Обстановка накаляется. Я всей кожей чувствую, как вибрирует воздух от энергетики взбешенной Раисовой.
Да что с ней не так?
Я дал ей понять, что родителям грозит беда, и она вроде любящая дочь, переживает за их жизни и готова пойти на все, чтобы им не причинили зла, но…
Но Раисова на удивление быстро забывает об опасности, когда речь заходит о Тагире.
Собственно говоря, я вообще в ней не чувствую ни пресмыкания, ни обожания, ни желания услужить, ни даже душной волны страха, которую привык чувствовать в общении с людьми.
— Одна ночь в твоей постели!
Обалдел. Переспросил недоверчиво.
— Что?
— Ты сам сказал: танец или одна ночь в твоей постели. Я выбираю второе, но только с условием. К моей семье ты и пальцем не притронешься. Юра тоже останется в живых.
Как только Раисова сказала, что проведет ночь в моей постели, ширинка сначала чуть не лопнула. От радости. Но потом радость сдулась.
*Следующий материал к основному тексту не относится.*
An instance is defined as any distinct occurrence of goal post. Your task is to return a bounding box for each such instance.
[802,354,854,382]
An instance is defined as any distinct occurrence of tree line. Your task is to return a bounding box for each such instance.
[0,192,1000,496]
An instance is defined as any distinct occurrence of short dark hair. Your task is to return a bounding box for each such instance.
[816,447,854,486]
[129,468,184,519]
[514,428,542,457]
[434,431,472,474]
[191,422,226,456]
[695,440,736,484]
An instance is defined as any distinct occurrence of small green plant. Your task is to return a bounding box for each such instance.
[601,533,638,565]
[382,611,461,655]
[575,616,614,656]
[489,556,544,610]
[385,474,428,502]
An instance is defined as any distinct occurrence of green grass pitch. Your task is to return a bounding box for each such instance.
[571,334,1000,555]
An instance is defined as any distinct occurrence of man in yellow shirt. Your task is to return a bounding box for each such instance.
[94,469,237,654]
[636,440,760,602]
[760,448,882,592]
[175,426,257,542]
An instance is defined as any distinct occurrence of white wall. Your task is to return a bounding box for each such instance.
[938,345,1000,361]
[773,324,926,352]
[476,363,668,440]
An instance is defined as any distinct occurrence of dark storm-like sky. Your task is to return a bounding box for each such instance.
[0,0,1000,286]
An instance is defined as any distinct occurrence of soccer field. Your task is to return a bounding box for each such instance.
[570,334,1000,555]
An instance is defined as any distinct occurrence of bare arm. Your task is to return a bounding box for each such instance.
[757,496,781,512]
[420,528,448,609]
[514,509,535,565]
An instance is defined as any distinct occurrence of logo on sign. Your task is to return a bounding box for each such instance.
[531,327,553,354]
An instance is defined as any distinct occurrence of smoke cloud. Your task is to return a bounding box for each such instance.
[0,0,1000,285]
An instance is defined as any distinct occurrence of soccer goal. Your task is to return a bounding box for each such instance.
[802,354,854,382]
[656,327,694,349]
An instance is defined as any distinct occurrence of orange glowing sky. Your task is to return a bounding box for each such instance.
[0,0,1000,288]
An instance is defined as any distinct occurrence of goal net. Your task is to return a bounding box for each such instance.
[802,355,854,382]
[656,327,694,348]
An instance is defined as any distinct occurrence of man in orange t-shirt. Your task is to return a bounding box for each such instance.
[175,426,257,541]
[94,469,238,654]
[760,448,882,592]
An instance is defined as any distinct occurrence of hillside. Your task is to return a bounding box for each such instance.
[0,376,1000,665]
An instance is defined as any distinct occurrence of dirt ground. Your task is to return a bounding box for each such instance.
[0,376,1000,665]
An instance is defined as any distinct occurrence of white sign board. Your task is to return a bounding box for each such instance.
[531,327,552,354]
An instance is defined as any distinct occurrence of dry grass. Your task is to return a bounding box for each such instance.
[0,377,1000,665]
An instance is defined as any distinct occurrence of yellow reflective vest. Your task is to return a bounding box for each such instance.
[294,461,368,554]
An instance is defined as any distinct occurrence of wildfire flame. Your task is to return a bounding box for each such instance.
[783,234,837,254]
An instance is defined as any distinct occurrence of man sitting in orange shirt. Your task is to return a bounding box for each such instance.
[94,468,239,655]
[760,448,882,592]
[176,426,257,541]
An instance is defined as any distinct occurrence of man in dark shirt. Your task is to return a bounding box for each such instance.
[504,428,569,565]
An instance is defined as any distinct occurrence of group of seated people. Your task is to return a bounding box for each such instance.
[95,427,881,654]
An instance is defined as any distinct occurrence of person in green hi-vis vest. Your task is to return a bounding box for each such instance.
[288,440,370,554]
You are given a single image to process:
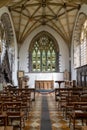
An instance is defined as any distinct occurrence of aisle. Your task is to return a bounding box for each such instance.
[24,94,70,130]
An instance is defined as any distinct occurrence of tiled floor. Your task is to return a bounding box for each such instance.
[24,94,70,130]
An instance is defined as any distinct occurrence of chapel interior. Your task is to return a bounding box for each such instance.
[0,0,87,130]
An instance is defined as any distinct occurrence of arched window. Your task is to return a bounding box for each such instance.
[74,14,87,68]
[80,20,87,66]
[29,32,59,72]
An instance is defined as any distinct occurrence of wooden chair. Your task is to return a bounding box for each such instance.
[69,102,87,130]
[7,111,24,130]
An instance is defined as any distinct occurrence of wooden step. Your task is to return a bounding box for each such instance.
[0,126,13,130]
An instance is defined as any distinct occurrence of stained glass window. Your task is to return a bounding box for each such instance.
[74,20,87,68]
[29,33,59,72]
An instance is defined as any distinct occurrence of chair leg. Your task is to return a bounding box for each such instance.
[73,118,75,130]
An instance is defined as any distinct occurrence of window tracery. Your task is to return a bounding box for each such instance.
[29,32,59,72]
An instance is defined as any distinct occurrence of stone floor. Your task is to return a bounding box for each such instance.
[24,94,70,130]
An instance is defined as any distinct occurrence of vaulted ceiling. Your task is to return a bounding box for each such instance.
[0,0,87,45]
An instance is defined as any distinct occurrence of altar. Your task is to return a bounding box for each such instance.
[35,80,54,90]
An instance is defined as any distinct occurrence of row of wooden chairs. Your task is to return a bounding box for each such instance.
[55,88,87,130]
[0,89,32,130]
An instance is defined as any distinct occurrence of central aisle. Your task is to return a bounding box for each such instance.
[24,94,70,130]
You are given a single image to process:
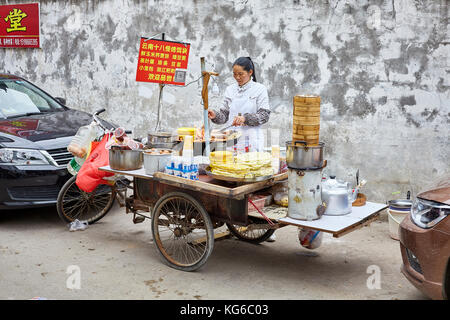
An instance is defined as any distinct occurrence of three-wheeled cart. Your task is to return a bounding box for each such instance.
[100,166,387,271]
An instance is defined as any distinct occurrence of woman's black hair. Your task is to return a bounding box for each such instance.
[233,57,256,82]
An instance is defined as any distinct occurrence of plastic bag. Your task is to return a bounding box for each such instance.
[69,219,88,231]
[75,134,114,192]
[298,228,323,250]
[270,181,288,207]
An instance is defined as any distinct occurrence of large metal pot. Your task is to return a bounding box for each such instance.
[322,176,359,216]
[286,141,324,170]
[109,148,143,170]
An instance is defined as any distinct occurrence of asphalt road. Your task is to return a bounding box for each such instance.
[0,204,427,300]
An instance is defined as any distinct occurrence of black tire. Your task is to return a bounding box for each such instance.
[227,219,275,244]
[152,192,214,271]
[56,176,116,224]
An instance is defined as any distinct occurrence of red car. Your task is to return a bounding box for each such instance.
[399,177,450,300]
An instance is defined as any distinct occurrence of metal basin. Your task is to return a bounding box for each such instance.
[286,141,324,169]
[109,148,143,170]
[388,199,412,211]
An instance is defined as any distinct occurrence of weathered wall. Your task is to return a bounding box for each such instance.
[0,0,450,201]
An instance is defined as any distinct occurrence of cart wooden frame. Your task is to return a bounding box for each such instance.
[99,166,387,271]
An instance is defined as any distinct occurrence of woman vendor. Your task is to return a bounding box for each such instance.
[208,57,270,152]
[208,57,276,242]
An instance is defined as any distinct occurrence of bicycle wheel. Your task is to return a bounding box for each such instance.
[56,176,115,224]
[152,192,214,271]
[227,220,275,244]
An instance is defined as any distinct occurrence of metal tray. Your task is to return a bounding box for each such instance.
[205,166,273,183]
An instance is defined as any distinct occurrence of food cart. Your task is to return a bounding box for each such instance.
[92,53,387,271]
[99,166,387,271]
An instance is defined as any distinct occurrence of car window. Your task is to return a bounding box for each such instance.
[0,79,63,117]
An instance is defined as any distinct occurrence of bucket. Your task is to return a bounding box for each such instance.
[388,209,409,240]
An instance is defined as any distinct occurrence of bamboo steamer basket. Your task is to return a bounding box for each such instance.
[292,95,320,146]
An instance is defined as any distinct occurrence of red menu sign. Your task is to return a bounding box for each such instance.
[0,3,40,48]
[136,38,190,85]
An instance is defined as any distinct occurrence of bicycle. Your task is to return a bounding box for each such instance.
[56,108,131,224]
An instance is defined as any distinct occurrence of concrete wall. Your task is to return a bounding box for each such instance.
[0,0,450,201]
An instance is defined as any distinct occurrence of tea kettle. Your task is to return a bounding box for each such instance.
[322,176,359,216]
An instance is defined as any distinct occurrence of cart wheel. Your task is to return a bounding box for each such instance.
[152,192,214,271]
[56,176,116,224]
[227,220,275,244]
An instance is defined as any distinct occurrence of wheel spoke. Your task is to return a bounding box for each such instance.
[152,196,212,268]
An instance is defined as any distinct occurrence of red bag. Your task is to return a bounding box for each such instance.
[75,134,114,192]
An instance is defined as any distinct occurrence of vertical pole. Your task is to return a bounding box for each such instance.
[155,32,165,132]
[200,57,210,157]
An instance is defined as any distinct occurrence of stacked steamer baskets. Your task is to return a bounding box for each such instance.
[286,95,324,220]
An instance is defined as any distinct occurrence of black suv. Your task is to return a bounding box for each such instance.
[0,74,111,209]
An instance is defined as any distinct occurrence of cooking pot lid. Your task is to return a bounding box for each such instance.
[388,199,412,208]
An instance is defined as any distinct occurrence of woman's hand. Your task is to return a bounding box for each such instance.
[208,109,216,119]
[233,116,245,126]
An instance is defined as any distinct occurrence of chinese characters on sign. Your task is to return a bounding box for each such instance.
[0,3,40,48]
[136,38,190,85]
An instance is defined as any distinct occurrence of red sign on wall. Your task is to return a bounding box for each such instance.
[0,3,40,48]
[136,38,190,85]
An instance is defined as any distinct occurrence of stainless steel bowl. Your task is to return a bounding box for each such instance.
[388,199,412,211]
[109,149,144,170]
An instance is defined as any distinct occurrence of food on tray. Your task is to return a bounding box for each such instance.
[105,128,144,150]
[210,151,273,178]
[144,148,172,155]
[177,127,197,136]
[177,126,240,142]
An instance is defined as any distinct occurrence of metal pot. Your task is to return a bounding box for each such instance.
[109,148,143,170]
[286,141,324,169]
[387,191,412,211]
[322,176,359,216]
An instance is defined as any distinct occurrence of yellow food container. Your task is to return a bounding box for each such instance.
[177,127,195,136]
[209,151,233,163]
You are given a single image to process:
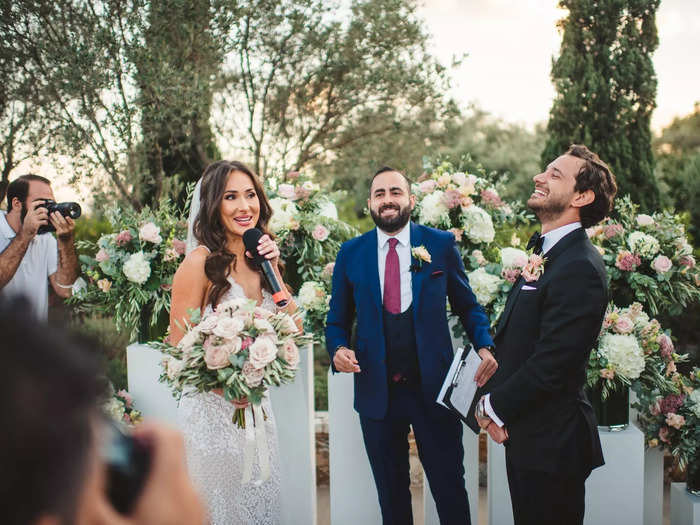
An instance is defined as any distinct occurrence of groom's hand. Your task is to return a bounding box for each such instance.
[333,346,361,373]
[474,348,498,387]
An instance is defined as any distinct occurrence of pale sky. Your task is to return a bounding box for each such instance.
[419,0,700,132]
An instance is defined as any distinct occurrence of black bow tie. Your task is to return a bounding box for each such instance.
[527,232,544,255]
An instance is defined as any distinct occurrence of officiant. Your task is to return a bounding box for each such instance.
[326,167,498,525]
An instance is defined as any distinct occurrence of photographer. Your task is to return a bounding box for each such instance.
[0,174,78,320]
[0,294,205,525]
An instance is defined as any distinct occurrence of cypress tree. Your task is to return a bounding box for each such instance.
[542,0,660,211]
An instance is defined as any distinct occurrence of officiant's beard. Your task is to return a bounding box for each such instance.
[369,204,411,233]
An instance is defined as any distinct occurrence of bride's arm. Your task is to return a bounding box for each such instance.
[169,249,209,345]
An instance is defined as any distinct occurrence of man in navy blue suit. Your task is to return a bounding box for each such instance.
[326,168,498,525]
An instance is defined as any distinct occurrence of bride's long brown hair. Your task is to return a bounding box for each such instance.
[194,160,282,307]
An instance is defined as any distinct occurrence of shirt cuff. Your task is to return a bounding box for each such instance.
[484,394,505,428]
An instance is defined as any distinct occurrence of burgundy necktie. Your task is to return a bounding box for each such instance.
[384,238,401,314]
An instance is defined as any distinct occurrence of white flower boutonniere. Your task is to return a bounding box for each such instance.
[411,244,433,271]
[522,253,547,283]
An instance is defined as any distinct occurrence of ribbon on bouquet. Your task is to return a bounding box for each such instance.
[242,403,270,485]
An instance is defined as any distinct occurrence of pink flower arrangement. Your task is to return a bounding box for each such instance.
[311,224,330,242]
[615,250,642,272]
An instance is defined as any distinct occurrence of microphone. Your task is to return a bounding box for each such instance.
[243,228,289,308]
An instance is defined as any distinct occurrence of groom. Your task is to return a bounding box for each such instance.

Моментально.
Юра, значит?! Ради сморчка этого под меня лечь собралась?!
Бесит!
Я заставлю Светлану кричать так, что она забудет, как звучит его имя.
Ни элитный район, ни обширная территория, ни даже модный дизайнерский интерьер моего особняка не впечатлили Раисову. Кажется, она вообще ничего не замечала, когда двинулась прямо по курсу.
К дому.
Даже когда наткнулась в густых сумерках на охранника с собакой, произнесла сладким голосом:
— Милый песик, — и….
Погладила по голове напрягшуюся немецкую овчарку, в глотке которой уже рокотал рык.
Млин.
Я не ожидал от Светы такого безрассудства, потому что летел мыслями далеко вперед, в спальню, на огромную двуспальную кровать со всеми вытекающими.
Я обмер на месте, внутри все перевернулось.
Ведь собака была без намордника!
Все собаки вышколенные, дрессированные, без приказа не должны ни кинуться, ни кусаться.
Но собака — это животное.
Всего лишь животное, у которого может перемкнуть…
После выходки Раисовой сердце трепыхнулось, взмыло вверх, лопнуло с громким звоном и словно биться перестало.
Даже уши заложило густой ватой тишины.
Никогда еще так за чужую жизнь не боялся. Света, даже не притормозив, пошла дальше, как ни в чем не бывало.
Ничего дурного не произошло, но во мне за секунду ошалелой паники, заледенела кровь, а потом накатила ярость.